Regardless of the visual tool you currently might be viewing, there always is a very helpful “Timeline” at the bottom of the screen. The timeline resembles a bar graph with dates underneath. A higher bar indicates that a lot of communication was happening on that date, which visually could reveal a time when something was going on.

Whenever you feel that you have sifted your data down to exactly what you need for review purposes, you can click the “Export” button. A small form pops up, allowing you to specify the name of your export and dictate special instructions to InterLegis for the actual export, such as deduplicating the data set you have selected and having custom tags applied to the data.
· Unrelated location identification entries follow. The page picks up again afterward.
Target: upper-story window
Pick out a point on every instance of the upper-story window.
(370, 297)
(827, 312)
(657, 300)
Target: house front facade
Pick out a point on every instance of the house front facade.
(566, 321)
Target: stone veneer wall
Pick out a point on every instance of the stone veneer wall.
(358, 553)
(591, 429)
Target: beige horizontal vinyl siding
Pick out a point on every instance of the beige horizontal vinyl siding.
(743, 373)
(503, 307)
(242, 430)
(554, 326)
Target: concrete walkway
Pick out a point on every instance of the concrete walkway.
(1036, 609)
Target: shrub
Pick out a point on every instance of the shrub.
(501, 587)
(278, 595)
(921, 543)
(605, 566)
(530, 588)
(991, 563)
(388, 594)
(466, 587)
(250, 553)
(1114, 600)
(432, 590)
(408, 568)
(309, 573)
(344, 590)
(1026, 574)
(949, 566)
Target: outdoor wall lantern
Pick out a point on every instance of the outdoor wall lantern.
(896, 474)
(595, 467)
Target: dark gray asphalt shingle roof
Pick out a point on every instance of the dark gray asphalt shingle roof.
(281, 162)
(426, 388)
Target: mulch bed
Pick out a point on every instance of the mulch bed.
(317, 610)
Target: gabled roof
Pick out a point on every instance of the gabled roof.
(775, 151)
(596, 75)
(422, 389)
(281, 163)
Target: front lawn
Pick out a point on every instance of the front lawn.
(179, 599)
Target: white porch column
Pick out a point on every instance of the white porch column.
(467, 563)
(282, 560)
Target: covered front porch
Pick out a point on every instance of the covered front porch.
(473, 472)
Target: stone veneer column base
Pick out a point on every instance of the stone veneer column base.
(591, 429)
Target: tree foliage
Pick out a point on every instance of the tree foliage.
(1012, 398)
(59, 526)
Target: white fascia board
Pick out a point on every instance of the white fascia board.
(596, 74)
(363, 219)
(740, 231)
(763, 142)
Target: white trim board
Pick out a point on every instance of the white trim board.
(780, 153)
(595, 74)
For example, if the particular set of documents you have filtered out is privileged because the documents were e-mails sent to legal counsel, you can tell InterLegis to export the documents, but proactively apply a privileged tag to each document.

Those exports are processed by InterLegis and then loaded into its Review tool, which looks very similar to the Data­Mapper module, but adds functionality such as review folders.

The one improvement I would suggest to InterLegis is to beef up its help files and support documentation. That’s not to say that the company doesn’t help their clients. In fact, I never had to wait more than a few minutes for a return call or e-mail response to my questions. The company constantly is giving training sessions and Web demos but I would like to see InterLegis develop some detailed documentation on its products so that I don’t always have to schedule a phone call when I need help. The company states it’s actively working on this.

InterLegis is about 10 years old and has made some significant achievements in the e-discovery world. Not too many other tools in the industry can boast visual features like those built into Discovery360 and, earlier this year, InterLegis even announced a Mac version of its software — something that truly is unheard of in the legal software market. I am anxious for InterLegis to stick around for another 10 years because it obviously will be on the cutting edge of providing software to help us better process and review electronic discovery.